Adios my tuna addicted friend
may real life give as much satisfaction as SAS did!


----------



## FunkyMonkey (Nov 26, 2012)

Awh goodluck in life!!! 









And if things dont go as planned dont be shy to come back!!!!!!!! ^_^


----------



## typemismatch (May 30, 2012)

arrivederci mon frere


----------



## Brad (Dec 27, 2011)

Can't blame you, cya


----------



## tieffers (Jan 26, 2013)

You give better health advice than anybody here. I'll miss you.
all my favorite SASers are leaving oh god


----------



## NightWingLikeABoss (Sep 11, 2011)

Sacrieur said:


> I guess it's a positive step? :p
> 
> Time to go live life.
> 
> ...


Don't go!!
If you leave, then there will be nobody to be nice to people I am mean to in threads, then I will just be an *******.

We may not have spoken, but...


----------



## zomgz (Aug 17, 2009)

It might improve your life, escaping from the negativity I mean. I will miss your posts, though! Take care!


----------



## Implicate (Feb 1, 2011)

>:0

That explains how I feel beautifully.


----------



## Sacrieur (Jan 14, 2013)

Implicate said:


> >:0
> 
> That explains how I feel beautifully.


Eating my positivity?

I don't even consider myself optimistic, just very determined to succeed.

---

I'm sticking around for a bit longer, but I may not evaporate completely. I might still check up from time to time (not like I'm getting a permanent ban or anything).


----------



## Dissonance (Dec 27, 2011)

Why do people make these threads? For attention? :/


----------



## Sacrieur (Jan 14, 2013)

Dissonance said:


> Why do people make these threads?

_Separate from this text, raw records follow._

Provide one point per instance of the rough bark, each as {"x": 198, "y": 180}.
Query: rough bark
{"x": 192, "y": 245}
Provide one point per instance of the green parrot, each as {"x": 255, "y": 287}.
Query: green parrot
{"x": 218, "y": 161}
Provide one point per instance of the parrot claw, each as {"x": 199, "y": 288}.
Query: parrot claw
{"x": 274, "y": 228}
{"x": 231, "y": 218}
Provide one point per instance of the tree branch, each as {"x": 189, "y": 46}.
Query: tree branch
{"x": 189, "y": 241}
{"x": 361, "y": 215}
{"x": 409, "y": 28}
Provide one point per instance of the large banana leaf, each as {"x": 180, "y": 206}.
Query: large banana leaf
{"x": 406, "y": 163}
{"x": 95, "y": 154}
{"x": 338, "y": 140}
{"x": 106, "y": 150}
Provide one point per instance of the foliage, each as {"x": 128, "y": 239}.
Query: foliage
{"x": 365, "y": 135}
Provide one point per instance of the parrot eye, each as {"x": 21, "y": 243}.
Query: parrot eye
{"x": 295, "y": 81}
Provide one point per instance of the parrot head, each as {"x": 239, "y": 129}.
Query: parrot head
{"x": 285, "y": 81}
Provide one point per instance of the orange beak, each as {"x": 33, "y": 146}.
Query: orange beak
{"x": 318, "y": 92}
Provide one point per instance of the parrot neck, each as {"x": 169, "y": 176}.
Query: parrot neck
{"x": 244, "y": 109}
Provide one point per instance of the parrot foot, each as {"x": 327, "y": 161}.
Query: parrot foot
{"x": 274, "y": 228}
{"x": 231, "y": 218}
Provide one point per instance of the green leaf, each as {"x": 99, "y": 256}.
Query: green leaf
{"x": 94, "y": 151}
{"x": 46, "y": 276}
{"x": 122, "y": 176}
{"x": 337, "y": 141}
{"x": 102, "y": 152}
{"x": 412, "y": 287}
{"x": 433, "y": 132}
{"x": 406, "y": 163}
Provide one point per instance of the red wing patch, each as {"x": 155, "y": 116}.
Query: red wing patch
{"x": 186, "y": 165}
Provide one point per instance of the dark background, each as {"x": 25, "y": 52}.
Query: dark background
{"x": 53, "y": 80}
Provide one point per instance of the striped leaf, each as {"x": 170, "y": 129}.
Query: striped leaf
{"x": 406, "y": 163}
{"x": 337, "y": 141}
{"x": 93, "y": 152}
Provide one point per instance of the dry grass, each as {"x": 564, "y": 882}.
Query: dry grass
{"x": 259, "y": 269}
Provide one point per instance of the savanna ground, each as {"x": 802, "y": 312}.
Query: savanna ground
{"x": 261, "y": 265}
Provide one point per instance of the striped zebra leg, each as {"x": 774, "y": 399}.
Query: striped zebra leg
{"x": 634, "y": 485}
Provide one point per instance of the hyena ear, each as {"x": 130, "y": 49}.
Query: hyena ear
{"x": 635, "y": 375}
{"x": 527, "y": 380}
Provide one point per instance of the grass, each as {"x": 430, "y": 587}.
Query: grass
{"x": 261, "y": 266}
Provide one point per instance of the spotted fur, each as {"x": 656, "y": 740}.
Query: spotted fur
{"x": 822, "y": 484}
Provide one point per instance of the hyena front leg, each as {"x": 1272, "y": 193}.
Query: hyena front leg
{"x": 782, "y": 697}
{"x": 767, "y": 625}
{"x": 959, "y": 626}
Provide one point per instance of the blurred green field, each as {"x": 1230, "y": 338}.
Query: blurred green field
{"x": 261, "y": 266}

For attention? :/


Hey now that's what I like to hear!

:boogie

I knew there had to be at least one out there.


----------



## Nevermore512 (Apr 30, 2013)

Good luck man!





Enjoy life :cry


----------



## Diáfanos (Feb 3, 2011)

Cool story brethren


----------



## Joe (May 18, 2010)

cya


----------



## failoutboy (Jan 4, 2014)

Don't go!


----------



## In a Lonely Place (Mar 26, 2012)

Good luck man


----------



## AntiAnxiety (Jan 8, 2011)

Unfortunately, unless you stay in this section and the coping technique section, I have to say that you made the right choice. I was here years ago. No help from this place. I only came back to help other people now that I've beaten mine. Good luck.


----------